None of that requires weeks. It requires design.
The Thing Total Freedom Gets Wrong
The research made a parallel point from a different angle. When students are given completely open-ended tasks, they do not produce more original work. They produce converging work, because the AI they hand the problem to defaults to the path of lowest resistance, and that path is whichever approach dominates its training data.
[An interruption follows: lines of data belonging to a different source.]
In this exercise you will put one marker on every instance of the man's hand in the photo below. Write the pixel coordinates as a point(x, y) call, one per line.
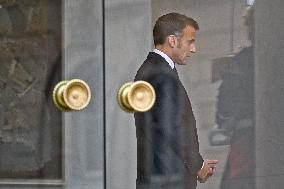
point(207, 170)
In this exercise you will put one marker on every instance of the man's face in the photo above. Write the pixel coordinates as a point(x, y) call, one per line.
point(185, 46)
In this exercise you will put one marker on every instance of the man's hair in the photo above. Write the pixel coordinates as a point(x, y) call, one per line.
point(171, 24)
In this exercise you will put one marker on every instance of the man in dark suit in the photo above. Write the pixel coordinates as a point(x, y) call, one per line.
point(168, 150)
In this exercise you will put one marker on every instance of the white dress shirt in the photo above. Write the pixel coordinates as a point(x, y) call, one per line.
point(168, 59)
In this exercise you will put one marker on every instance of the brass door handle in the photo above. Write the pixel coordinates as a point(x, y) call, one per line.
point(136, 96)
point(71, 95)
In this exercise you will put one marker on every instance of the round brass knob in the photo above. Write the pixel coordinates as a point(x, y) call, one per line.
point(71, 95)
point(136, 96)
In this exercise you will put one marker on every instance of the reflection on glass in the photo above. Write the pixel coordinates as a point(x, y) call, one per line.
point(223, 100)
point(30, 127)
point(235, 112)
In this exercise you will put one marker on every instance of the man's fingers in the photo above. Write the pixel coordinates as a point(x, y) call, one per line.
point(211, 161)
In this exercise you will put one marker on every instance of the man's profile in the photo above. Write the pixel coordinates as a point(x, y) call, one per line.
point(168, 150)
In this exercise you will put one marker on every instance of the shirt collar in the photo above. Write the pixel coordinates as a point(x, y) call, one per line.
point(166, 57)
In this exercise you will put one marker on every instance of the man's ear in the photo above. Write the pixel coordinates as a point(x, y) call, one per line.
point(172, 41)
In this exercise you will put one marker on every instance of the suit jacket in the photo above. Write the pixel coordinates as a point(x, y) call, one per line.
point(167, 142)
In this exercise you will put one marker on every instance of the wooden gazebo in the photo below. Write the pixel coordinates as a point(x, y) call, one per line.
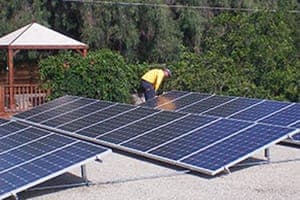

The Cognitive Philosophy framing explains why. An unconstrained prompt gives the brain nothing to predict against. There is no friction, no error to correct, no gap between expectation and outcome. The brain outsources the whole thing because there is nothing anchoring the task to anything it cares about.
A focused constraint does the opposite. It gives the predictive brain something to work with, a specific problem, a defined success criterion, a real reason to engage. Kim and colleagues put it plainly: the brain is not a passive receiver of instruction. It is an active predictor. Design that ignores this wastes most of what the brain can do.
The Design Principle
A Learning Mission earns its structure from this. Each mission is short and sharp because the cognitive loop it is designed to run does not need to be long, but it needs to be complete. One main learning goal generally. One sequentially dependent set of tasks. One output the student could not have produced by handing an unconstrained prompt to a fresh AI session.
The mission does not ask students to produce their best thinking across six weeks of scaffolding. It asks for their best thinking right now, on this specific problem, given what they already know and what the mission has put in front of them.
That is a different ask. It is also, neurobiologically, a more honest one.
The longer PBL unit is valuable for different reasons, project complexity, sustained collaboration, real-world iteration. But that is not the same job the mission is doing. The mission’s job is to create a complete learning experience inside a bounded time, grounded in real stakes, where the student’s actual understanding determines the output.
One Thing Worth Trying Before the End of Term
Look at an Escape Room / PBL / Design Sprint / Learning Mission you have run recently, or one you are planning.
Ask whether the student’s output at the end could have been produced without going through the mission itself. If a student could have used AI to generate the final product from the opening prompt alone, without the staged tasks, without the specific constraints, without the feedback loops built into the sequence, the mission has a gap.
Find the stage where that gap opens and add a checkpoint. Require the output of one stage to be cited explicitly in the next. Make the chain visible and load-bearing.
I believe that the mission’s (learning outcomes) job is to make genuine understanding necessary (like an escape room, you need the information for door a, to get to door b. If the design does not require it, the mission is not doing its job.
Phil
References
Kim, Minkang; Duncan, Christopher; Yip, Stanley; Sankey, Derek (2025). “Beyond the theoretical and pedagogical constraints of cognitive load theory, and towards a new cognitive philosophy in education.” Educational Philosophy and Theory. 57 (7): 662–673. doi:10.1080/00131857.2024.2441389.
Ding, Kaihua (2026). “Designing AI-Resilient Assessments Using Interconnected Problems: A Theoretically Grounded and Empirically Validated Framework.” arXiv:2512.10758v3. University of Pennsylvania. https://arxiv.org/abs/2512.10758.
Sweller, John (1988). “Cognitive load during problem solving: Effects on learning.” Cognitive Science. 12 (2): 257–285. doi:10.1207/s15516709cog1202_4.
Centre for Education Statistics and Evaluation (2018). Cognitive Load Theory in Practice. NSW Department of Education. https://education.nsw.gov.au/content/dam/main-education/about-us/educational-data/cese/2017-cognitive-load-theory-practice-guide.pdf.
Australian Government (2023). Strong Beginnings: Report of the Teacher Education Expert Panel. Department of Education.
Clark, Andy (2023). The Experience Machine: How Our Minds Predict and Shape Reality. Allan Lane. ISBN 978-0241662939.
Dehaene, Stanislas (2020). How We Learn: The New Science of Education and the Brain. Penguin Random House. ISBN 978-0525559887.